Sculley is interviewed in these films and you won't come away fathoming why he did it. That's one of the weaker parts of the General Magic documentary, in that it's as hard to believe the people in that firm knew nothing of Newton, as it is that Sculley would do this. You'll wish it delved more into what happened on this.
But otherwise, it and Love Notes to Newton are both utterly engrossing films that are ostensibly about products and companies, but are really about the people involved.
Films about the industry
Among the sea of Steve Jobs documentaries that were rushed out after his death in 2011, there is one that stands apart. Released in 2012, Steve Jobs: The Lost Interview, is a 70-minute interview with Steve Jobs that was filmed in 1995.
It was filmed for a documentary called Triumph of the Nerds, which is a short series by PBS and the UK's Channel 4, about the development of the PC. That series is worth looking out for, but the Lost Interview is much more fascinating because it was filmed during the time Jobs was away from Apple.

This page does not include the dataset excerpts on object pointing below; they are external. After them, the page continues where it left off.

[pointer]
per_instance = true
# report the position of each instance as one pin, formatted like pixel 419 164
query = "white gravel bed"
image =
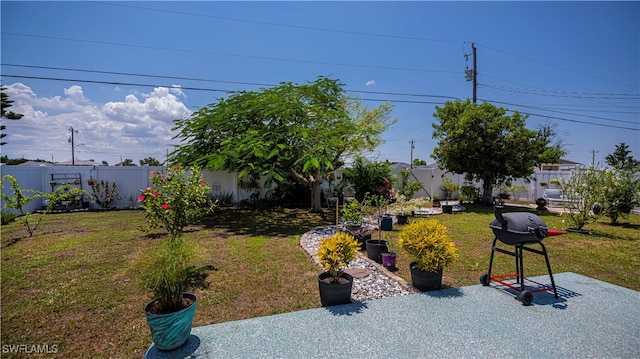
pixel 379 284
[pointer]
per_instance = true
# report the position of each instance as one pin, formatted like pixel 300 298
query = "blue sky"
pixel 572 64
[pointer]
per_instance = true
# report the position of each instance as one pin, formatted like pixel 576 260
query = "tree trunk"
pixel 316 202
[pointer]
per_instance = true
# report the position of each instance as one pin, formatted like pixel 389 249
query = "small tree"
pixel 584 197
pixel 407 186
pixel 103 193
pixel 367 177
pixel 21 197
pixel 621 193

Jobs is asked about this then-current project, NeXT, but he also reflects on the origins of Apple. It's not his usual bluster about how great things are, it's a more reflective piece where he displays that famous prescient awareness of what people need from technology.
There's a similar sense to how Jony Ive speaks in Gary Hustwit's 2009 documentary about design, Objectified. Ive is filmed inside Apple and just as interesting as his thoughts about design and people, is his own body language as he cleans the screen of his own iPhone before showing it to us.

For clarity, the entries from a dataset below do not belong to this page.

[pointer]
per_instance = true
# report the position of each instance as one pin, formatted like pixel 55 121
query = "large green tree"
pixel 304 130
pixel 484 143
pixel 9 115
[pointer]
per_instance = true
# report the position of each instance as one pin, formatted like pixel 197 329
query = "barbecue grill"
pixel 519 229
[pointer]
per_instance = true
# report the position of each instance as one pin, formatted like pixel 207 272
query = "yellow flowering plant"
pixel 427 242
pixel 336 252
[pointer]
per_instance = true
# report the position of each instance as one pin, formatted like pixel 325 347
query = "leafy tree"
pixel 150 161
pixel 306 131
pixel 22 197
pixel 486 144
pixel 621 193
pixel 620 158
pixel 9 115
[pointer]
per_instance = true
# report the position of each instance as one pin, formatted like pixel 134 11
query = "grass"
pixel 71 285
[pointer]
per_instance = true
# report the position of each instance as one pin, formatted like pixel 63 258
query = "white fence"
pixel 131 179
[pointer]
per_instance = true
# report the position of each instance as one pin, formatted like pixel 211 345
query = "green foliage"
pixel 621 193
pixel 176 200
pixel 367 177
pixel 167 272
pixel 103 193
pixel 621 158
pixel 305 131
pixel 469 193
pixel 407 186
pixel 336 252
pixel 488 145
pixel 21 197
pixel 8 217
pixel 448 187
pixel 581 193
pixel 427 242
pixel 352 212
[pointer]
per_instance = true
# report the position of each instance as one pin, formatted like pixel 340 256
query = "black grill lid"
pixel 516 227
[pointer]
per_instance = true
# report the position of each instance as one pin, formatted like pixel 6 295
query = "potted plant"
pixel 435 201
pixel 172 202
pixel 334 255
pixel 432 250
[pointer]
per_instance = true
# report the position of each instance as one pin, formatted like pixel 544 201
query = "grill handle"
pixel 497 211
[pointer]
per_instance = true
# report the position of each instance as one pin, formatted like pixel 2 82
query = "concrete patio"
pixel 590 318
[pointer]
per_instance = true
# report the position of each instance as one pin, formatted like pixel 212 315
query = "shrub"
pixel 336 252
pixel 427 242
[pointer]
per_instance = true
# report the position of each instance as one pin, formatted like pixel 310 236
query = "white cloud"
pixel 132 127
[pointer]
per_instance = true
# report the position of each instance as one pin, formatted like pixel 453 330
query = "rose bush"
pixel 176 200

Ive is a major part of Objectified and so is one of his design heroes, Dieter Rams, who was later the sole subject of Hustwit's 2018 documentary, Rams. At the time of writing, Rams is available to stream for free on Hustwit's website where he's been releasing one of his films every week during the coronavirus outbreak.
Whenever you can, do check out which of his documentary films is streaming, but also take a deep dive into all of the movies about Apple. The ones we've picked are tremendous examples of filmmaking, they are intensely dramatic — whether they're dramas or documentaries — and they are all-absorbing.